Other than the guys who have dropped out, of course.
Another week gone, another opportunity lost for Donald Trump to pick up Republican National Convention delegates.
Nebraska is tailormade for Ted Cruz, and when the state holds its winner-take-all primary on May 10, party leaders say Trump is an all-but certain loser.
Facing those dim prospects, Trump’s best hope in the state might have been to get a few of his supporters on the list of people who will fill those delegate slots — supporters who, in later rounds of voting at a contested convention, would be inclined to abandon Cruz and help Trump.
But that’s where the billionaire appears to have missed his chance: Party officials say they saw virtually no organization by the mogul’s campaign last week when Republicans in all 93 Nebraska counties held local conventions. Those county conventions picked 800 delegates to May’s Nebraska state convention, where 33 delegates to the national convention in Cleveland will be selected.

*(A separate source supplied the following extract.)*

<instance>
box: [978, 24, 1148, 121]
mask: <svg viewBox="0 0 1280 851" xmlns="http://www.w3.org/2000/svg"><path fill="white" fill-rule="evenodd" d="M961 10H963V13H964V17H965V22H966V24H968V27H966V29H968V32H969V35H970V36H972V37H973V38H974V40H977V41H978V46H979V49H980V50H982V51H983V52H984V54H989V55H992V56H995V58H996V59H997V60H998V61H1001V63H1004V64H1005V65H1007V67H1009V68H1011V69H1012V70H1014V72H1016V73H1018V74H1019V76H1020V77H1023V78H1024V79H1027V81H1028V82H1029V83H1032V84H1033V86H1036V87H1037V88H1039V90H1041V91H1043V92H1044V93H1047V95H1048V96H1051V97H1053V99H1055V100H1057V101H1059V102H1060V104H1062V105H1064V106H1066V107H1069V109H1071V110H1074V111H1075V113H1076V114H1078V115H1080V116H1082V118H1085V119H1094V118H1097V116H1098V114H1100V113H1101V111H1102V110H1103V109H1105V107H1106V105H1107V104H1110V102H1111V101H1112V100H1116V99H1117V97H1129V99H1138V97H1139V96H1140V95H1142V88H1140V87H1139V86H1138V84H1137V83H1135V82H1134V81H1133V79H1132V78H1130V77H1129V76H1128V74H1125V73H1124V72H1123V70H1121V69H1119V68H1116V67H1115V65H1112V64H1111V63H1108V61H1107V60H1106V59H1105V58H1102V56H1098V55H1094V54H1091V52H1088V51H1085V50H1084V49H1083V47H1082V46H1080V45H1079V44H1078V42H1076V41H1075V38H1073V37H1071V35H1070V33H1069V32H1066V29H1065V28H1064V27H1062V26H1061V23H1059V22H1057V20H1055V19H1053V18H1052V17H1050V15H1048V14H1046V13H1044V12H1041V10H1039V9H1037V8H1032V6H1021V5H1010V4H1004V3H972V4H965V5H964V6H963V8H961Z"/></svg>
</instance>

Because there was little resistance, many county conventions became Cruz pep rallies, according to interviews with party insiders and convention attendees.
“I didn’t see any Trump supporters,” said John Orr, chairman of the Washington County Republican Party. Party leaders, who attended dozens of the conventions around the state, reported similar voids.
Wishful thinking seems to be as much a part of the Trump campaign as it was of the Carson campaign:
[Craig Sefranek, chairman of the 3rd District Republican Party, and a Trump supporter] said his own area, Custer County, seems stacked toward Trump, but he expects that the delegate selection process will lean toward Cruz because Trump’s backers are political newcomers without experience in the process. Sefranek himself intends to pursue a national delegate slot, but he’s not sure which candidate he would back on a third ballot. He said he’s hopeful that the state delegation votes proportionally according to the primary results if given the opportunity to vote freely.
Nebraska delegates are bound for two ballots. Cruz is expected to win the state. Cruz is also packing the delegate slate with loyalists. And this guy thinks that on a third ballot that delegate slate is going to fracture and start voting against Cruz. If he was quoted accurately, that statement was lunacy.
The Trump campaign is sliding, rapidly, to the point where a) it cannot win on the first ballot and b) on the second ballot it will see mass defections of previously bound delegates. They will whine and cry but it will be no one’s fault but their own.